That afternoon, as I was down below at dinner, I heard the men talking about this curious ship.
“I wonder,” said one, “why our captain looked so sweet on yon swallow-tailed super-cargo o’ pigs and Gospels. If it had been an ordinary trader, now, he would have taken as many o’ the pigs as he required and sent the ship with all on board to the bottom.”
“Why, Dick, you must be new to these seas if you don’t know that,” cried another. “The captain cares as much for the gospel as you do (an’ that’s precious little), but he knows, and everybody knows, that the only place among the southern islands where a ship can put in and get what she wants in comfort, is where the gospel has been sent to. There are hundreds o’ islands, at this blessed moment, where you might as well jump straight into a shark’s maw as land without a band o’ thirty comrades armed to the teeth to back you.”

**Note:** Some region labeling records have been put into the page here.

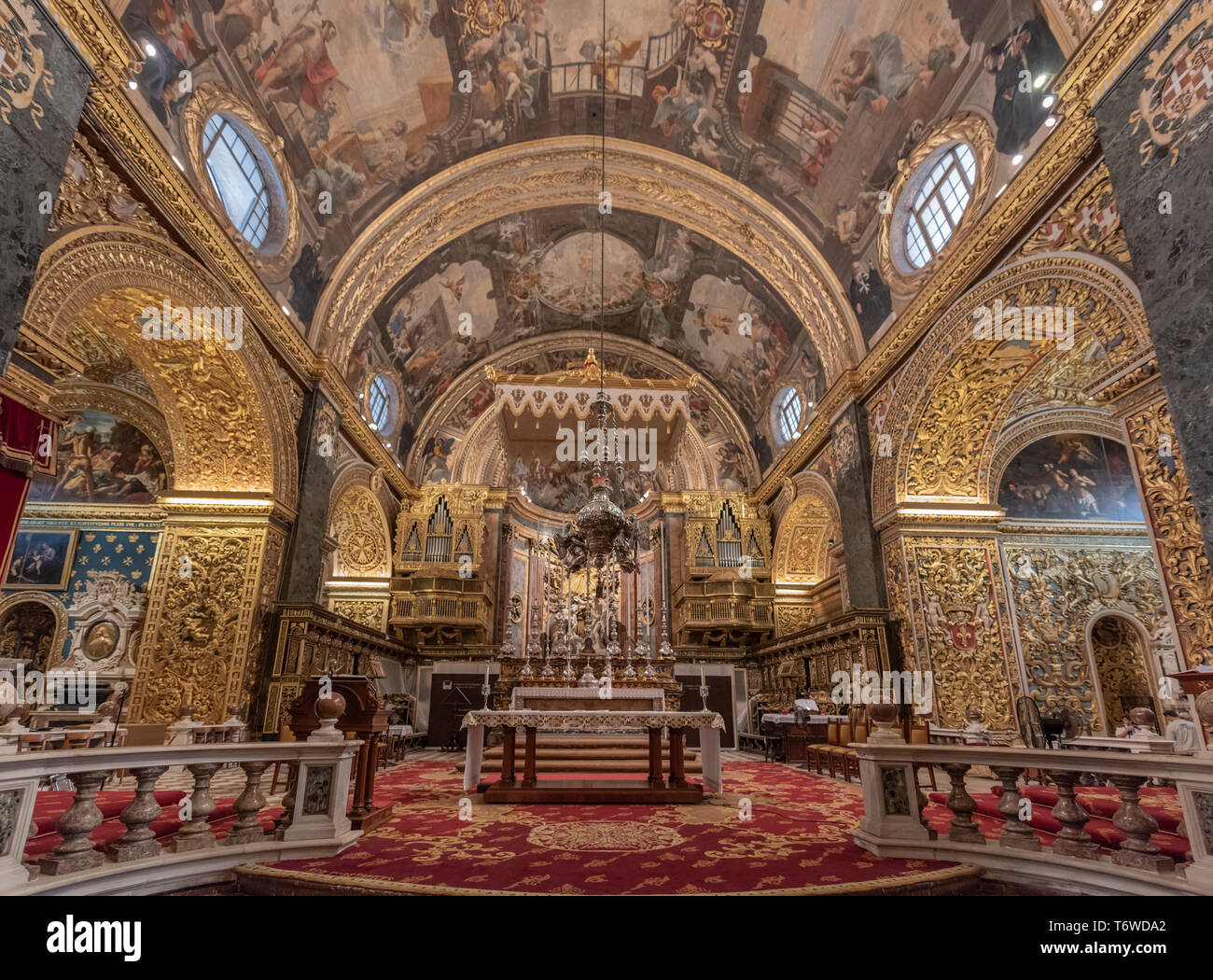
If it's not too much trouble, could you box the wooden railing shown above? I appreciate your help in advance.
[853,742,1213,895]
[0,741,361,895]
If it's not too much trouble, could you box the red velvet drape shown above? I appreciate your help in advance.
[0,394,58,571]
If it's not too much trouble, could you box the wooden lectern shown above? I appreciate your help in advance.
[290,675,395,831]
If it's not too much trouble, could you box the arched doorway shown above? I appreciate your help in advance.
[1088,615,1161,735]
[0,598,65,671]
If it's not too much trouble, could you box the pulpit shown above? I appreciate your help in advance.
[290,675,395,831]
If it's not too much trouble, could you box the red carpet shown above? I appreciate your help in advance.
[240,762,975,895]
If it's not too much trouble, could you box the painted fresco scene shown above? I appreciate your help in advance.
[112,0,1063,344]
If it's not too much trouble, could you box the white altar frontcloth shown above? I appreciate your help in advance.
[509,687,666,711]
[461,709,724,793]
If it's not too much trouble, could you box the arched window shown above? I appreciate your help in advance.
[202,115,270,248]
[772,385,804,442]
[905,143,978,269]
[367,375,392,432]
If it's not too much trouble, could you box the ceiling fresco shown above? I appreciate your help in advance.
[346,206,825,489]
[112,0,1063,357]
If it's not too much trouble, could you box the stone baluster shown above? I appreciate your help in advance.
[1050,769,1099,861]
[37,770,109,875]
[274,762,300,841]
[225,762,270,846]
[943,762,985,844]
[105,765,169,862]
[173,762,219,851]
[990,765,1040,850]
[1110,775,1176,871]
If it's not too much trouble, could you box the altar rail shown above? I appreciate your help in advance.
[852,742,1213,895]
[0,741,361,895]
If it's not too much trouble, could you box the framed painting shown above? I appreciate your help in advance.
[4,527,79,592]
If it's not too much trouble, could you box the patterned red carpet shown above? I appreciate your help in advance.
[242,762,975,895]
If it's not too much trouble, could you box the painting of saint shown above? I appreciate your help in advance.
[122,0,215,127]
[982,15,1065,154]
[846,260,893,341]
[29,412,166,503]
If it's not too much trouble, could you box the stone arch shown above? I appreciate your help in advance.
[872,252,1151,519]
[0,591,68,669]
[25,227,299,507]
[983,408,1128,503]
[403,329,760,490]
[312,136,865,382]
[1083,609,1162,735]
[772,473,842,584]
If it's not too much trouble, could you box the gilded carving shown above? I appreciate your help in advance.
[131,523,266,723]
[1003,543,1165,730]
[328,486,392,579]
[906,539,1013,729]
[315,136,862,380]
[1019,162,1132,266]
[1127,401,1213,665]
[48,133,164,235]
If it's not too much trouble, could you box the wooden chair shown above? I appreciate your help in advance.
[826,718,856,778]
[909,721,939,792]
[838,713,868,782]
[804,721,838,775]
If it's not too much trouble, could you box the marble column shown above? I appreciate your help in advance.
[830,401,888,609]
[279,387,341,603]
[0,0,92,380]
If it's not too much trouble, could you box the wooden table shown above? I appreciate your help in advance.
[464,709,724,803]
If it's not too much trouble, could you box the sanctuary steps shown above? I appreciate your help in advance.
[458,733,704,777]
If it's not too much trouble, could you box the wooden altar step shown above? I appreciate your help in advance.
[458,734,704,777]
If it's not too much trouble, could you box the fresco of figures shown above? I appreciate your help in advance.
[998,433,1143,520]
[29,412,165,503]
[110,0,1064,339]
[346,207,825,482]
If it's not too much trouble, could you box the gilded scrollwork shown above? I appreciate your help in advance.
[328,485,392,579]
[1019,163,1132,266]
[131,523,266,723]
[1127,401,1213,665]
[48,133,164,235]
[25,228,299,506]
[906,539,1013,729]
[1003,542,1165,730]
[873,254,1150,515]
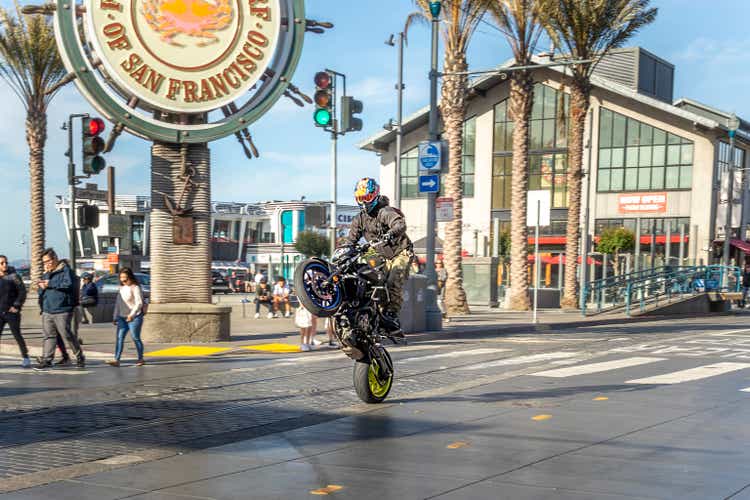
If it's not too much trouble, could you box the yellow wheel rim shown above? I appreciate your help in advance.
[367,361,393,398]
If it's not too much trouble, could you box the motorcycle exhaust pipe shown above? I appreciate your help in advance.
[341,346,365,361]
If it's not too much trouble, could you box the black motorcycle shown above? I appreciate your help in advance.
[294,243,397,403]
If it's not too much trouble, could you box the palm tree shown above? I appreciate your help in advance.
[0,4,66,283]
[539,0,657,309]
[409,0,488,315]
[489,0,544,311]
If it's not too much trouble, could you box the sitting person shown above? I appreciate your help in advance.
[273,277,292,318]
[254,277,273,319]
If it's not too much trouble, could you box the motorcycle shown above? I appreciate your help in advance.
[294,243,399,403]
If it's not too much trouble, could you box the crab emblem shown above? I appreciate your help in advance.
[142,0,233,47]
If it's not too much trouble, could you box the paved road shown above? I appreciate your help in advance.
[0,316,750,500]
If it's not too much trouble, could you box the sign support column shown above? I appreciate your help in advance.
[425,1,443,331]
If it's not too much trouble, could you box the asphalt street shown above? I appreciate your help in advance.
[0,316,750,500]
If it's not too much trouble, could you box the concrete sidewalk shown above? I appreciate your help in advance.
[0,307,688,360]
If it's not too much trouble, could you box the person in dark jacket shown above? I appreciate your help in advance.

“Ay,” said a man with a deep scar over his right eye, “Dick’s new to the work. But if the captain takes us for a cargo o’ sandal-wood to the Feejees he’ll get a taste o’ these black gentry in their native condition. For my part I don’t know, an’ I don’t care, what the gospel does to them; but I know that when any o’ the islands chance to get it, trade goes all smooth an’ easy; but where they ha’nt got it, Beelzebub himself could hardly desire better company.”
“Well, you ought to be a good judge,” cried another, laughing, “for you’ve never kept any company but the worst all your life!”
“Ralph Rover!” shouted a voice down the hatchway. “Captain wants you, aft.”
Springing up the ladder I hastened to the cabin, pondering as I went the strange testimony borne by these men to the effect of the gospel on savage natures;—testimony which, as it was perfectly disinterested, I had no doubt whatever was strictly true.
On coming again on deck I found Bloody Bill at the helm, and as we were alone together I tried to draw him into conversation. After repeating to him the conversation in the forecastle about the missionaries, I said,—
“Tell me, Bill, is this schooner really a trader in sandal-wood?”
“Yes, Ralph, she is; but she’s just as really a pirate. The black flag you saw flying at the peak was no deception.”